Between 18:18 UTC on 2024-02-01 and 17:30 UTC on 2024-02-22, customers experienced intermittent errors when trying to use the RDP Web Session feature of Safeguard Remote Access (SRA).
The event was triggered by a deployment of updated versions of Safeguard Remote Access product components at 14:18 UTC on 2024-02-01 and caused scaling issues of backend services due to a memory leak issue.
The event was first reported by customers at 13:54 UTC on 2024-02-07. The team started working on the event by implementing interim fixes to mitigate the service outage and allow customers to use the feature, while working on a permanent solution.
This incident impacted multiple SRA customers across the US and EU regions.
The overall incident can be separated into 3 unique issues
The first customer service requests noted that the first 4-5 attempts to launch an RDP web session in SRA failed, with subsequent attempts then working as expected.
We then opened a major incident on Statuspage for the Safeguard Remote Access product at 16:27 UTC on 2024-02-08.
Our Product team found changes in recent application framework updates. Code updates were made and the repaired component was re-deployed to production at 14:58 UTC on 2024-02-09.
Our Support team confirmed at 18:45 UTC on 2024-02-09 that the RDP web session feature was working, our Operations team then changed the incident on Statuspage to 'Resolved' at 21:05 UTC on 2024-02-09.
This was believed to address the cause of the outage at that time.
Starting at 16:50 UTC on 2024-02-13, customers reported that the loss in RDP functionality had returned.
Our product team found two components that were aggressively scaling towards their maximum operating limit.
As an interim hotfix, we increased the maximum target that the service could scale to, which allowed the service to continue functioning. We also changed the service responsible for performing scaling operations to rule out the original scaling service as a root cause.
The Operations team opened the second major incident on Statuspage for the Safeguard Remote Access product at 12:52 UTC on 2024-02-14.
At 17:46 UTC on 2024-02-14, following our hotfix, customers began to report that the RDP web session feature was operational.
The Product team continued to analyze service logs and found broken pipe errors caused by a bug in the implementation of two components that was introduced as part of a product release on 2024-02-01.
At 14:02 UTC on 2024-02-15, the two suspect components were rolled back to their last known-working version. The Product team also amended one of the components responsible for scaling.
Further monitoring showed proper scaling of backend components and a large drop of broken pipe errors.

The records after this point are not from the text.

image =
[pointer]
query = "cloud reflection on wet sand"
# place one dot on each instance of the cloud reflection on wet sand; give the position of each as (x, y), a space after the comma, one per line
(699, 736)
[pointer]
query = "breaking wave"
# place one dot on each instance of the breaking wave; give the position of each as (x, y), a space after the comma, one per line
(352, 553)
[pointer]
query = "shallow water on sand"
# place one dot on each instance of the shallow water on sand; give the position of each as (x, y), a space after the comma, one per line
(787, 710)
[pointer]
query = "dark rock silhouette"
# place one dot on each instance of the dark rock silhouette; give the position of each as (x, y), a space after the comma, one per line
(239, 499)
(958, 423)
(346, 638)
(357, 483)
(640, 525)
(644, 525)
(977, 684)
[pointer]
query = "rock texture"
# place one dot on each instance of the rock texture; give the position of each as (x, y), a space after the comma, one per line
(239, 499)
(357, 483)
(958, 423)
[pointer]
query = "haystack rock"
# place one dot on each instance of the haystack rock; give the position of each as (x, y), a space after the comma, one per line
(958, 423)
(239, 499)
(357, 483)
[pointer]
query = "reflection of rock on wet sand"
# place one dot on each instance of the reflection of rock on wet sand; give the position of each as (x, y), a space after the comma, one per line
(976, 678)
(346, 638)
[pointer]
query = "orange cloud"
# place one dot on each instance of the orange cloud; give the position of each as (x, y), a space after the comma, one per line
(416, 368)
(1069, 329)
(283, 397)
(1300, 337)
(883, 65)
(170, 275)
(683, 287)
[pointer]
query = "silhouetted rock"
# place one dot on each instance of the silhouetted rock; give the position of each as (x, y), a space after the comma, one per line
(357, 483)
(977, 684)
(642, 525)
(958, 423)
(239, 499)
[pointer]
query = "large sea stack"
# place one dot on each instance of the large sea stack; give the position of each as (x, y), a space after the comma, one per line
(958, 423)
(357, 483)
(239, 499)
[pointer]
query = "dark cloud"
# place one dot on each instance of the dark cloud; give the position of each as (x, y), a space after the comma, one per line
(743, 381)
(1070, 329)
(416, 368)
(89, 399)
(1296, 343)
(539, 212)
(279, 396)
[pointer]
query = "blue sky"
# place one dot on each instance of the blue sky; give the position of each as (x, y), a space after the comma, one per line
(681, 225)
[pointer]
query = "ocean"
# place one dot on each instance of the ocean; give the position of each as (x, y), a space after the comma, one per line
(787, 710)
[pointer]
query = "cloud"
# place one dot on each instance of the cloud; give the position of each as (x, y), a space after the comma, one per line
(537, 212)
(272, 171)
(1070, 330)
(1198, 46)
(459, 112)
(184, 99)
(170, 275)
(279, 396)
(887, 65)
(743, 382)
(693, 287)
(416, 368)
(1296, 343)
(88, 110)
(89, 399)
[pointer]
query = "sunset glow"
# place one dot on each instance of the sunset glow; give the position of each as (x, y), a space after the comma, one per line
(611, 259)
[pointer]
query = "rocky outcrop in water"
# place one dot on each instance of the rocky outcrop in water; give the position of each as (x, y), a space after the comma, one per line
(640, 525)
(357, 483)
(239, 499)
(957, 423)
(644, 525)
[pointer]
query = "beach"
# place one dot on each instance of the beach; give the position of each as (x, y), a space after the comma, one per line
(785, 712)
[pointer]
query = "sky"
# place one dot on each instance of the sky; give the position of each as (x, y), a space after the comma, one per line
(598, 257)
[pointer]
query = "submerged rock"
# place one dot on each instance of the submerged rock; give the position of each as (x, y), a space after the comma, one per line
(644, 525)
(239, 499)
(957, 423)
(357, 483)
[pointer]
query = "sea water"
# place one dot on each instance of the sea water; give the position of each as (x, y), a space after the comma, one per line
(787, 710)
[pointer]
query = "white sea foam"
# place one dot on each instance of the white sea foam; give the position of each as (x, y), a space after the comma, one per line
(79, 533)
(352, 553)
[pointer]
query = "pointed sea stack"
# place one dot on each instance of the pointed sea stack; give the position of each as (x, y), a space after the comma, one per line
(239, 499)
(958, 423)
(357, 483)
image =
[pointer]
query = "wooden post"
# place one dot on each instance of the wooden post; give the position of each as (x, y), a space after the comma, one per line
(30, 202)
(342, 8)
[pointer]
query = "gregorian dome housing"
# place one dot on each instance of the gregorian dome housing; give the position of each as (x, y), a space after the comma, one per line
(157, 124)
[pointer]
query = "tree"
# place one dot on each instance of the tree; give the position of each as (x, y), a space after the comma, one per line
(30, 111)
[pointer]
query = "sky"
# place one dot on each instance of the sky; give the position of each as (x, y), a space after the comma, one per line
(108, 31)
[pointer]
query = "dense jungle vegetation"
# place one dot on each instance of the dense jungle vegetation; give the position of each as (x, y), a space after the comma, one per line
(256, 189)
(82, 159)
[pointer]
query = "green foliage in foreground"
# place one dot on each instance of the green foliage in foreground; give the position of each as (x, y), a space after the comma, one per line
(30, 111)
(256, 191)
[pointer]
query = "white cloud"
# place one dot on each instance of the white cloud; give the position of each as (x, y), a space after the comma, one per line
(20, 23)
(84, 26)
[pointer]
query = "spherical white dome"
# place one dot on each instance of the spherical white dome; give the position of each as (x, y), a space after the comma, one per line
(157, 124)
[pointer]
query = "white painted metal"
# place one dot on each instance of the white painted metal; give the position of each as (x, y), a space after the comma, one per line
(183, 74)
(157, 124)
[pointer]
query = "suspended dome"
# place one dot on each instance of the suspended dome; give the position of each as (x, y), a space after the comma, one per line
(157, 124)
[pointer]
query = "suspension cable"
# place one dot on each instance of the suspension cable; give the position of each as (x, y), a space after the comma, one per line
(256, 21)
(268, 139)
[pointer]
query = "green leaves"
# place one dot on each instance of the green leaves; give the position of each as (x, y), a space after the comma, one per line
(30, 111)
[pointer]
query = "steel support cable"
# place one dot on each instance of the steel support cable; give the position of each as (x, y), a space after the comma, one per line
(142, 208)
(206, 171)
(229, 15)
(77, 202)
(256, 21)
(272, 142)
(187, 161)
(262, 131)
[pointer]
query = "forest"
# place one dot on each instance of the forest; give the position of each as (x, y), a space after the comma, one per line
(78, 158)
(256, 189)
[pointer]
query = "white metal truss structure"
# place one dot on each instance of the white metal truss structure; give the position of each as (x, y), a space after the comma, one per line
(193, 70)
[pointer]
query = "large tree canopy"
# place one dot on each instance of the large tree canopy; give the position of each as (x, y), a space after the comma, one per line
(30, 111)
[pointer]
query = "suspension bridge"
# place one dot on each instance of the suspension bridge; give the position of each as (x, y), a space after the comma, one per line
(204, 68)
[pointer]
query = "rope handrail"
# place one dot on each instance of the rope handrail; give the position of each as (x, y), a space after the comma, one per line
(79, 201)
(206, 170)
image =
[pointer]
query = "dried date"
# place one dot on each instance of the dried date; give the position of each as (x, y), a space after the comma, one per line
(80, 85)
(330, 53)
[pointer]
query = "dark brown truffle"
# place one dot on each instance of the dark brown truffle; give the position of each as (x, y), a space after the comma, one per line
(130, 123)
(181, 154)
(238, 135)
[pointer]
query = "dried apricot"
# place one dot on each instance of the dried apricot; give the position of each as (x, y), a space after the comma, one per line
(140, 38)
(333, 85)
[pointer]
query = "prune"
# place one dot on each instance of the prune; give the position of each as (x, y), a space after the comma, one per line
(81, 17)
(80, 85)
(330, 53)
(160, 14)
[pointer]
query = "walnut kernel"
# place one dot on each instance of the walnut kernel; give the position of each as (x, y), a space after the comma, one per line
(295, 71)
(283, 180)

The Operation team updated the incident on Statuspage to 'Resolved' at 16:17 UTC on 2024-02-15.
At 07:06 UTC on 2024-02-16, our support team reported that after a few hours of successfully using the RDP web session feature, the same RDP session errors had returned.
Developers immediately started collecting monitoring data and began to reproduce the errors in our non-production environment.
The Operations team created the third major incident on Statuspage at 09:28 UTC on 2024-02-16.
After discussing with the Product team, the Operations team implemented a hotfix that restarted the Safeguard Remote Access service every 4 hours to eliminate the impact of memory errors. These scheduled restarts were communicated via the Statuspage at 10:58 UTC on 2024-02-16.
Customers then confirmed that Safeguard Remote Access RDP functionality had been restored.
The Operations team extended the scheduled restarts to once every 6 hours. This change was reflected on the Statuspage at 18:51 UTC on 2024-02-16.
After further monitoring of backend metrics, scaling parameters were updated to better mitigate the memory error and require less restarts.
A 3rd party component was identified as a root cause of the memory issues.
The Operations team deployed a known-working version of the 3rd party component at 18:00 UTC on 2024-02-19.
After further monitoring of backend metrics the scheduled restarts were removed and the Operations team updated the incident on Statuspage to the monitoring status at 19:00 UTC on 2024-02-19 to the “monitoring” status.
After further tests, internal validation, and confirmation from customers, the Statuspage incident was resolved on 2024-02-22 at 17:30 UTC.